En effet quelques jours auparavant, Draco, suite à une énième discussion (protestation) à propos de leur sangsue personnelle j'ai nommé Pansy Parkinson et Ginny Weasley, avait eu une génialissime idée. Enfin c'est lui qui l'avait qualifié de cette sorte. Son plan était de venir au bal accompagné et de parader devant elles pour les faire enrager.

Flashback

-Aller Harry, ça va être drôle ! Imagine un instant leur tête quand elles verront que finalement on va au bal avec quelqu'un !

Harry trouvait que c'était une revanche basse et serpentarde, du Malfoy tout craché. Mais qui avait dit que ça ne lui plaisait pas !

- Je trouve ton idée pas mal, Draco, mais elle manque un peu de piquant. Que penserais-tu d'y aller ensemble plutôt qu'avec une inconnue ? Ça les mettra encore plus en pétard et on pourra profiter de la soirée sans avoir un poids mort sur les bras. (Nda :sympa pour la fille Harry !)

Harry avait sortit cette phrase sur un ton joyeux qui détonnait avec son grand sourire limite flippant et son regard plein de malice.
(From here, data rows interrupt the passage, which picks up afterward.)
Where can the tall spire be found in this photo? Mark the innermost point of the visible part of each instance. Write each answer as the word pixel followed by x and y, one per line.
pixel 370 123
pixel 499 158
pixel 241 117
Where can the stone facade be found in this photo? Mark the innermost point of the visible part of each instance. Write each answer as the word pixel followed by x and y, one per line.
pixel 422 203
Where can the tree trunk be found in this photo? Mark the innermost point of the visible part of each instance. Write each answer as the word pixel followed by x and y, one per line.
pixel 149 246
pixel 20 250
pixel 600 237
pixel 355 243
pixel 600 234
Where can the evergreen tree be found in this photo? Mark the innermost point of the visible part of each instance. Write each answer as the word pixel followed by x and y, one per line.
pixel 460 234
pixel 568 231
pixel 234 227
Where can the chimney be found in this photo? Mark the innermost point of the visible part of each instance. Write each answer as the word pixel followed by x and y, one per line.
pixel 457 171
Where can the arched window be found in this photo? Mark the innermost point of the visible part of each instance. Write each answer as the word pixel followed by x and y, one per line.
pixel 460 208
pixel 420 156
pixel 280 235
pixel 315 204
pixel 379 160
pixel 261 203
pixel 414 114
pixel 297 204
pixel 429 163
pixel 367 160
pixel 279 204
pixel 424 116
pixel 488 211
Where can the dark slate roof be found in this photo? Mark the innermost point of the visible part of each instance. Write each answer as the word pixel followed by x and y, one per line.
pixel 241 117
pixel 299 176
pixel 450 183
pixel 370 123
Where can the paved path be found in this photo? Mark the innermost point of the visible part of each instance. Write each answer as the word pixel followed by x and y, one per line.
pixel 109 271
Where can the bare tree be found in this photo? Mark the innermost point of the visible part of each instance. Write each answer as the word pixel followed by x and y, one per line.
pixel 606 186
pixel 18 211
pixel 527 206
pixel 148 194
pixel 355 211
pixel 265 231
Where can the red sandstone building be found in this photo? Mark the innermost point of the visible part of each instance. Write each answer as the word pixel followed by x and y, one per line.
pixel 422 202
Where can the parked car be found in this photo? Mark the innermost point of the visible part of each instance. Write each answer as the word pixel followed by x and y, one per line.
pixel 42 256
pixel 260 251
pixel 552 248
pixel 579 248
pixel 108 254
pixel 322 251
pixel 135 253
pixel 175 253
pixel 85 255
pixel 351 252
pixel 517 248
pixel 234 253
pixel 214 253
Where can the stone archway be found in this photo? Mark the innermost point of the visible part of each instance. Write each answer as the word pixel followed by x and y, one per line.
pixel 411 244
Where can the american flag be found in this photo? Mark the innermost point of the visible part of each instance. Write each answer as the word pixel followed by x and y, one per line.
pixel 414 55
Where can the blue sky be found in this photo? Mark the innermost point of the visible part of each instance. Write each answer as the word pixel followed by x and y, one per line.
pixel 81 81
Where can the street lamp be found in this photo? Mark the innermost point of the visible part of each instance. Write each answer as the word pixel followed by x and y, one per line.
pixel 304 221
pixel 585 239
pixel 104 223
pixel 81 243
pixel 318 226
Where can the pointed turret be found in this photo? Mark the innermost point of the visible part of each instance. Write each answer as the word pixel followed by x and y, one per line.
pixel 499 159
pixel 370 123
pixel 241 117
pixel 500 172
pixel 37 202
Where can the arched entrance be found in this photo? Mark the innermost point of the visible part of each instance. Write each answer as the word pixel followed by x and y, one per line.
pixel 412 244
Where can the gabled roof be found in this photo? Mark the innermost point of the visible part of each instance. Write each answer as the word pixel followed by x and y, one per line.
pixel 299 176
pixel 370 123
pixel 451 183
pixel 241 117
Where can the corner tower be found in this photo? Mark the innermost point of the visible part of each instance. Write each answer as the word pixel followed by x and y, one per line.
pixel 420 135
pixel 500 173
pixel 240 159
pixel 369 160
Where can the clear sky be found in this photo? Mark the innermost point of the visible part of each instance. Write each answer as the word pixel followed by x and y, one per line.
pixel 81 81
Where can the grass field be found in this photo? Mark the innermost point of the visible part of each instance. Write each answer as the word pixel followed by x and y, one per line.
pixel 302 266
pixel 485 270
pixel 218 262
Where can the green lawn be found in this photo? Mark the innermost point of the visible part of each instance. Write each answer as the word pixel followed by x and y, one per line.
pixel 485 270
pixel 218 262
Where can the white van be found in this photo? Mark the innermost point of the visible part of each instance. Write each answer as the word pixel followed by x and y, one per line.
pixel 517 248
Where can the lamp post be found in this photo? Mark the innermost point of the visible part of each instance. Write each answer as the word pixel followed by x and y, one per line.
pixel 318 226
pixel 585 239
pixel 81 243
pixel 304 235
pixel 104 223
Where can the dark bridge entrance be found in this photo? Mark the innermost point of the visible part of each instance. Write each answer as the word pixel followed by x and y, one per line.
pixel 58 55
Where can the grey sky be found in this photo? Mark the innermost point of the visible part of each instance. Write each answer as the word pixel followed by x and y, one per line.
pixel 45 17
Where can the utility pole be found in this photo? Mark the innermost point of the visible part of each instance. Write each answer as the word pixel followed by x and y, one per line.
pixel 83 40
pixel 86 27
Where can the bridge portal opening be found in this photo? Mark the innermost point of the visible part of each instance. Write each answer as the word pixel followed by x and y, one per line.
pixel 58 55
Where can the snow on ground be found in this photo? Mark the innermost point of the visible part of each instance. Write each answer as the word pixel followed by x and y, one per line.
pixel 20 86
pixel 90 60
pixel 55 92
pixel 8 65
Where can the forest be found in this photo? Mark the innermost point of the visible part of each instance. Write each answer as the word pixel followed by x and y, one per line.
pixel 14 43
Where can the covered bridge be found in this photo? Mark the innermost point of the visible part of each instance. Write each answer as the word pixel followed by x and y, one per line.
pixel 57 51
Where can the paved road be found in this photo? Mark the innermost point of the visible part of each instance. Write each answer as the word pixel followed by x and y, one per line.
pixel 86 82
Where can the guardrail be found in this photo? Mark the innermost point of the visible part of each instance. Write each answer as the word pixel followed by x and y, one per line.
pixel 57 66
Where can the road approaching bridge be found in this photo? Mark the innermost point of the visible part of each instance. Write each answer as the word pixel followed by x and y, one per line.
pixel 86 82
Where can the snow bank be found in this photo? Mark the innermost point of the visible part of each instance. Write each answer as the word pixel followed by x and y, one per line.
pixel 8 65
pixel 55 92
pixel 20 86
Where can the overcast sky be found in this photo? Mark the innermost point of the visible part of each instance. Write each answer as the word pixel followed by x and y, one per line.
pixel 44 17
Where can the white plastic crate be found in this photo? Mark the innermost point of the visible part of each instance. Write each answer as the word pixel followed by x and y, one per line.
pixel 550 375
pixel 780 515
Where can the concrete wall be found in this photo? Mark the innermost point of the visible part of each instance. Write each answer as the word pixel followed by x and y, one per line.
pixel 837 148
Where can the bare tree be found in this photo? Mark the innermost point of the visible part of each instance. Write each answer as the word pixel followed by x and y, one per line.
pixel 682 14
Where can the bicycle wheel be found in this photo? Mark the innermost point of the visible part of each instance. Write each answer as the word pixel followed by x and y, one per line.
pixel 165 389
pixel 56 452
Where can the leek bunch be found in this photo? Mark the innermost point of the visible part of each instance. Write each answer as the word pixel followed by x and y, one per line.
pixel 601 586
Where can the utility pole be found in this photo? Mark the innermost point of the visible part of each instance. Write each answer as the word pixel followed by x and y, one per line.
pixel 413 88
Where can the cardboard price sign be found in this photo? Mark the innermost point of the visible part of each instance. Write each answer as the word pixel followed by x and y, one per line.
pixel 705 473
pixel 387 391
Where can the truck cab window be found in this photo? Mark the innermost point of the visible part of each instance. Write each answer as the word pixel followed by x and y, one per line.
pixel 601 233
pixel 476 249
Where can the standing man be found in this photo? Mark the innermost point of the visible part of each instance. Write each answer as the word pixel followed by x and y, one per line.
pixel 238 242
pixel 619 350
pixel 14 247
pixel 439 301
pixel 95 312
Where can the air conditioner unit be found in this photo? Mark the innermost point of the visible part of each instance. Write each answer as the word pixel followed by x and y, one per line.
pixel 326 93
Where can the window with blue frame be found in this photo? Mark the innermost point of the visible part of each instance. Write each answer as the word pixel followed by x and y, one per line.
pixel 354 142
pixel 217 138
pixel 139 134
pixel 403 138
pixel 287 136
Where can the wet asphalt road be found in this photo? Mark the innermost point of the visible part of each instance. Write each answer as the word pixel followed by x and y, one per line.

Draco l'avait regardé avec de grands yeux, puis lui avait dit impressionné malgré lui :

- Eh bien Harry, je ne te savais pas aussi serpentard ! Mais c'est une excellente idée, elles ne vont pas s'en remettre ! D'ailleurs elles ne seront sans doute pas les seules, voir le prince de griffondor accompagner celui de serpentard va choquer pas mal de monde. Merlin, je sens qu'on va bien rire ! Et tu as raison, on pourra s'esquiver plus facilement. On pourra même retourner au lac si la soirée devient insupportable.

Fin flashback

Du coup ils avaient tout préparé pour rendre cette représailles encore plus parfaite. Ils s'étaient mis d'accord sur le fait qu'il fallait des costumes qui s'harmonisaient afin de ressembler à un vrai couple. Bien évidemment Draco avait imposé le choix des couleurs en argumentant que le rouge n'était pas une couleur à porté pour un bal (en tout cas pas pour les hommes) et que le vert allait très bien à Harry car il faisait ressortir ses yeux. Ce fut donc des couleurs dans les tons vert, argent et noir qui furent choisies. Mais Harry, avais mit une condition. Il acceptait seulement s'ils portaient des costumes moldus et non des robes sorcières. Draco avait accepté facilement, lui même trouvant que le costard-cravate était bien plus classe. Ils avaient donc les habits. Enfin, ils devaient encore aller les acheter. Heureusement, le weekend arrivait et Dumbledore, connaissant les élèves, avait mit en place une sortie à Pré-au-Lard pour les retardataires. Le problème, du point de vue de Draco, était que comme leur amitié était encore secrète pour la quasi totalité des habitants de Poudlard ils ne pouvaient décemment pas aller faire les boutiques ensemble sans ruiner leur surprise. Or vu les frusques que portait Harry à ce moment il avait eu une crainte sur le futur achat de ce dernier. Il en avait fait part à Harry et... avait reçut en réponse un oreiller sur la tête. Mais Draco n'en avait pas démordu pas et avait exigé qu'il prenne conseil auprès d'une personne avec du style. Il avait aussi fait jurer à Harry de faire un tour chez le coiffeur. Chose à laquelle Harry avait rétorqué que ses cheveux était une cause perdue, mais il avait tout de même accepter de bonne grâce la demande du serpentard en se disant que ça lui ferait pas de mal.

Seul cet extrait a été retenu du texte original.